Nevertheless, the acceptance was caused by my accomplishments. All the hooplah might be indeed justified, if a few years late. But let's look at this closely. Why did I get an acceptance to Stanford? There are three main reasons:
#1 I had good enough numbers; i.e. I was smart enough.
#2 I had amazing extracurriculars. I started FISH.
#3 I had a great research experience. I got published.
#1 My smartness is not something I control. I was born smart; it was literally a gift of God. I can't rightly boast about something borrowed. "Hey guys, check out my Ferrari!" "When'd you get it?" "It's not mine, but aren't I cool?" Nevertheless, you could say that I put my smarts to good use by studying hard. Perhaps I could boast about my choice to use my talents.
#2 The story of the founding of FISH and its early years is one built upon miracles. 6 people agreeing to work towards something that none of us had ever done or even thought possible was the first. The second major miracle was the introduction to Dr. Tamez. One phone call to my friend, caused his friend's mother's church's deacon (who's a doctor) to call us and invite us immediately to a clinic, getting our foot in the door abroad. The third is our discovery of Maclovio Rojas. Armed with the information: "a town called Maclovio Rojas off the free road to Tecate needs help," we drove to Mexico, without almost any Spanish speaking ability. We ended the day with the keys to a clinic secured for the following week and an open invitation from the leadership of the community. Without any of those three events, FISH would be exactly what most other premed groups are: not impressive. And I'd be what most other premed officers are: not impressive. But God chose to perform these miracles in FISH. How can I brag about that? Sure, I worked hard, but it would have been for naught without the miracles.
#3 My research position was a gift from God. I was by no means the smartest or best researcher. I, an engineer, was picked up by a Pathologist, who decided he wanted to train me and bring me up as a scientist. He gave me a job I could actually do, throwing me right in the middle of the most promising collaboration he had going. And I got published. Good for me! Not really. I was faithful and did my job as best as I could, but the biggest and most impossible hurdle was getting the perfect position. I had no say in that. If anything I can only boast in doing my job.

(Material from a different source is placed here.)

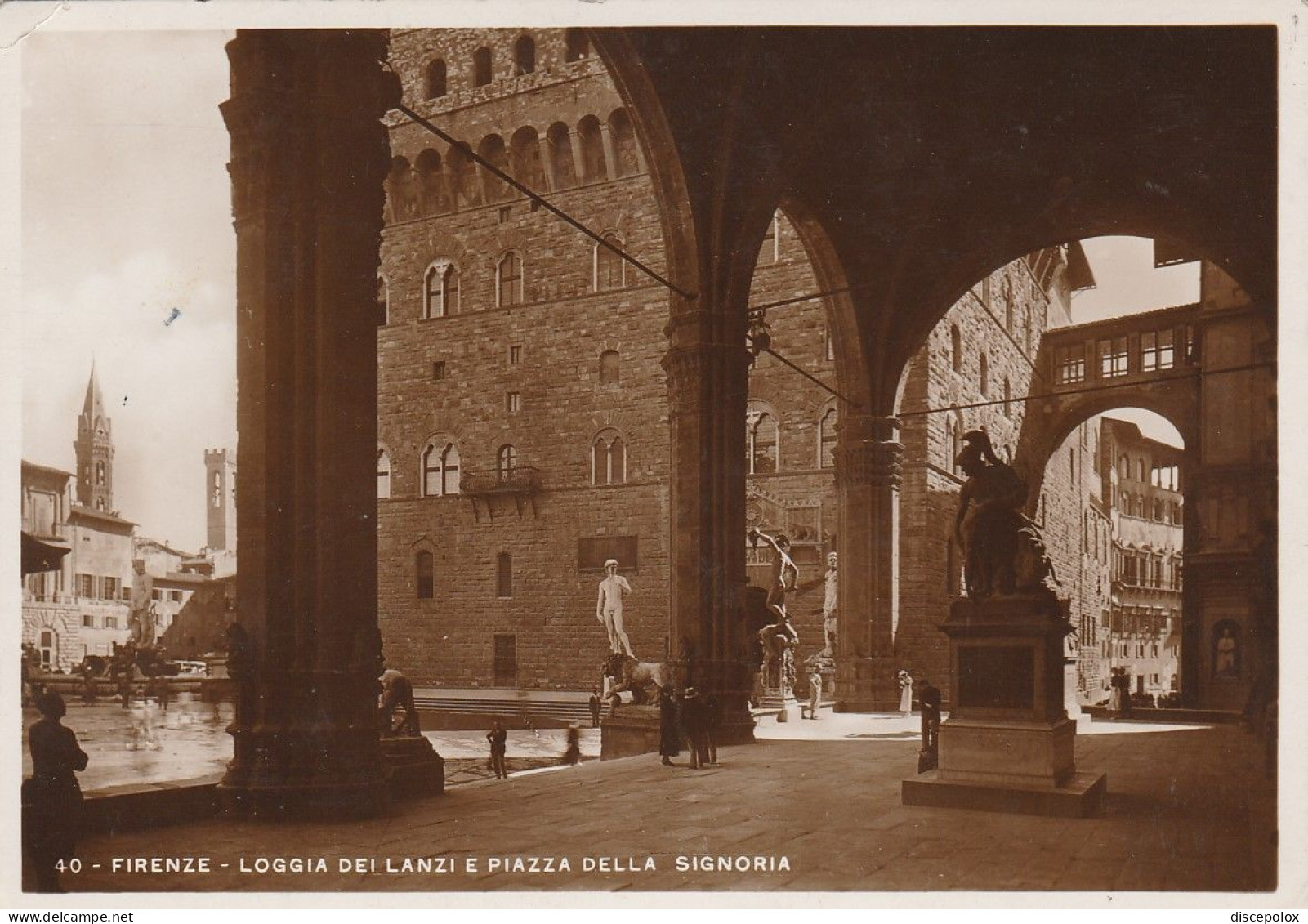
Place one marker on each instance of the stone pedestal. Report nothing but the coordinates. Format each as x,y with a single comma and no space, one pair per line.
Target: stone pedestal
633,730
415,767
1009,743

So Stanford didn't get a brilliant, intrepid, innovative leader-scientist as they thought; they simply got a someone who God blessed and is blessing. I suppose it's all the same for them; they get blessed on account of me (like Pharaoh on account of Joseph). The bottom line for me is that, in each of these three critical areas, I don't have much that I can claim besides faithful work. Can I boast in that?

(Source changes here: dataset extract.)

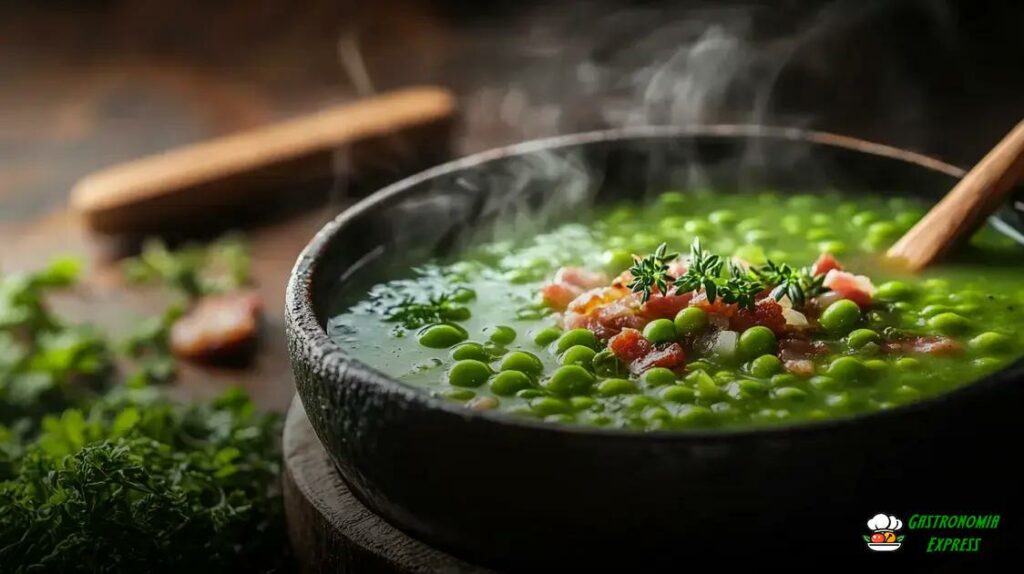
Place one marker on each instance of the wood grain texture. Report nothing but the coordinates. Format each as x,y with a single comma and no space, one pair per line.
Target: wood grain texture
332,531
217,173
964,209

How did I even choose to work hard? My choice was an act of my will. If you're a scientist and a determinist, my 'will' is nothing more than an illusion, so nothing to boast about. If you're a Christian and anything but a Calvinist, my will itself is perhaps the most incomprehensible gift of God: freewill, independent action, is a divine attribute that we have the great privilege of sharing in. In essence, God has ceded part of His will to me, on loan until (or if) He wants it back. Until then, I can use it to make decisions about working hard or not.
So even the mechanism by which I make my decisions is borrowed. So can I rightly boast about it? My will acts before God; if I were to boast, it would be before Him. That is an exceedingly bad idea considering how often and grievous my errors are.
So what is left of my greatness? Nothing. It is, at best, only as the greatness of a mirror. I have no greatness in me, and the most I can ever hope to do is to cleanly reflect the brilliant glory of God. There is no other shape or form in which I can appear as brightly. While I cannot boast about my greatness, I can certainly boast about His.
Listen to the conclusion of the matter:
Praise God. Praise God for FISH. Praise God for his blessings in my research. Praise God for the mental talents he has bestowed on me. Praise God that someone saw it and has given me an opportunity; indeed, praise God that I was accepted to Stanford! But please, for the love of God, don't praise me.